Given that this is only a six-song EP, there are not many fully formed songs, but the ones that do exist are almost all quite good.  "Last Day" is the closest thing to a single, sounding like a simple, pretty folk song bolstered by crunching, stomping, and scraping field recordings and a cool looped vocal hook.  That formula is reprised a bit with the even better "Dead Referee," but Gately balances its slinkier, breathier tendencies with an impressive cacophony of violently chopped and distorted vocal snippets.  I was also quite fond of the heavily pulsing "Stings," which unexpectedly gives way to a rather beautiful and warm coda.

The remaining pieces are a mixed bag, but generally a very likable one.  The opening "Ice" eschews recognizable vocals completely, but coheres into an appealingly lurching and buzzing industrial soundscape.  The brief "Left Half," on the other hand, eschews Katie's sound collage tendencies for a bit of dreamy This Mortal Coil-esque atmosphere (think "Dreams Are Like Water").  Only the closing "Stems" could be considered a bit of a misstep (albeit an adventurous one), as Katie multi-tracks and processes her vocals to a disorienting, artificial degree before plunging into heavy, grinding noise.  The ideas themselves are not bad, but their execution lacks the deft touch of the other pieces.
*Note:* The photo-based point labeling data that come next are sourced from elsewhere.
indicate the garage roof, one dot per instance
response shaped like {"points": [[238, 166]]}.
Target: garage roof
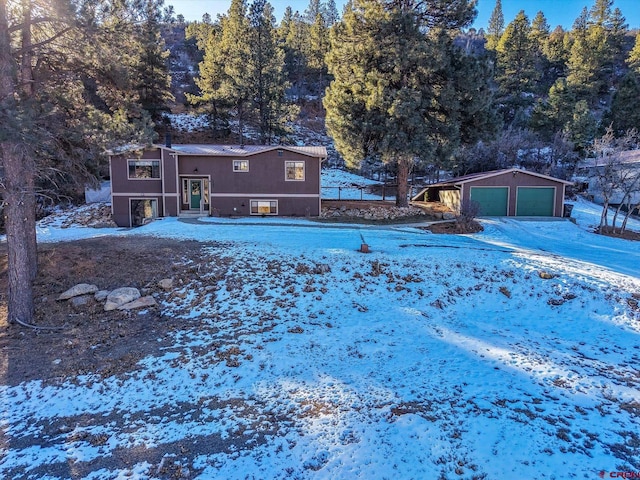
{"points": [[472, 177]]}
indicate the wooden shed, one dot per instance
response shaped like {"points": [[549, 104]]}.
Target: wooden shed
{"points": [[510, 192]]}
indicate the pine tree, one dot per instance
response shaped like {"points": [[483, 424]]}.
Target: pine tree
{"points": [[296, 48], [496, 26], [540, 33], [557, 53], [550, 116], [391, 83], [583, 62], [331, 14], [634, 56], [317, 50], [597, 49], [224, 81], [624, 114], [267, 72], [516, 67], [581, 128], [153, 82], [56, 88]]}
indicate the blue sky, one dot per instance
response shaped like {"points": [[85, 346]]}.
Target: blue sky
{"points": [[558, 12]]}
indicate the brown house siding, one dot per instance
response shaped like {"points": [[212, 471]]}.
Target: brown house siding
{"points": [[224, 191]]}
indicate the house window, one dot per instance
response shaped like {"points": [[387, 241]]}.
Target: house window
{"points": [[264, 207], [144, 169], [143, 211], [294, 171], [241, 165]]}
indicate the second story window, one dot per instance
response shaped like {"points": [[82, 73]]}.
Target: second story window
{"points": [[294, 171], [241, 165], [144, 169]]}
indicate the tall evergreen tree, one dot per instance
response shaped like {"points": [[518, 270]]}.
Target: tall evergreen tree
{"points": [[224, 80], [516, 67], [540, 32], [634, 56], [55, 113], [597, 47], [267, 72], [624, 114], [556, 52], [331, 15], [390, 87], [581, 127], [496, 26], [242, 72], [317, 50], [551, 115], [152, 81]]}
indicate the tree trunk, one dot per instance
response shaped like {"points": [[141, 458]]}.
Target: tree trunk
{"points": [[19, 228], [28, 90], [18, 195], [405, 164]]}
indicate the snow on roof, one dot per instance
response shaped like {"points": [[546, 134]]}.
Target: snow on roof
{"points": [[481, 175], [245, 150]]}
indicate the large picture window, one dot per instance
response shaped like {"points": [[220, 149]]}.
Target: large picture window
{"points": [[264, 207], [241, 165], [144, 169], [294, 171]]}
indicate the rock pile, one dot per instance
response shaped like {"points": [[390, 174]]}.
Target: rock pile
{"points": [[373, 212], [124, 298]]}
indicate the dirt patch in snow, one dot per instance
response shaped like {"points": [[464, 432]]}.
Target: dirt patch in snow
{"points": [[88, 339]]}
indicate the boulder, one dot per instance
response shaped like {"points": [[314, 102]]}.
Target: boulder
{"points": [[141, 302], [101, 295], [76, 291], [121, 296], [80, 301]]}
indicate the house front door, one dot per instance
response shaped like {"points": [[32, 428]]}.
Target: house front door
{"points": [[195, 195]]}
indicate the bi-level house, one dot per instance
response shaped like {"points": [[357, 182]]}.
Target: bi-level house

If this EP has another flaw, it is merely that the songs are not universally memorable enough to elevate this from a very good release to a stunning one.  While a couple of pieces are definitely hooky enough to rattle around my head long after the album is finished, these are generally more "soundscapes that sound like songs" than "songs that sound like soundscapes."  Also, I think this release would have been significantly more attention-grabbing and powerful if its harsher, more "musique concrète" elements were not quite as smoothed over.  That said, Gately's aesthetic is still quite a striking, inventive, and unique one and she tends to execute it quite skillfully.  Having original ideas and a strong intuitive grasp of dynamics and space is definitely the hard part: all the rest is just tweaking the formula.  Given the radical evolution already displayed since Pipes, I suspect that Katie's next release will probably eclipse this one handily, but this is certainly an impressively strong and promising effort in its own right.  Gately deserves far more attention than she has been getting.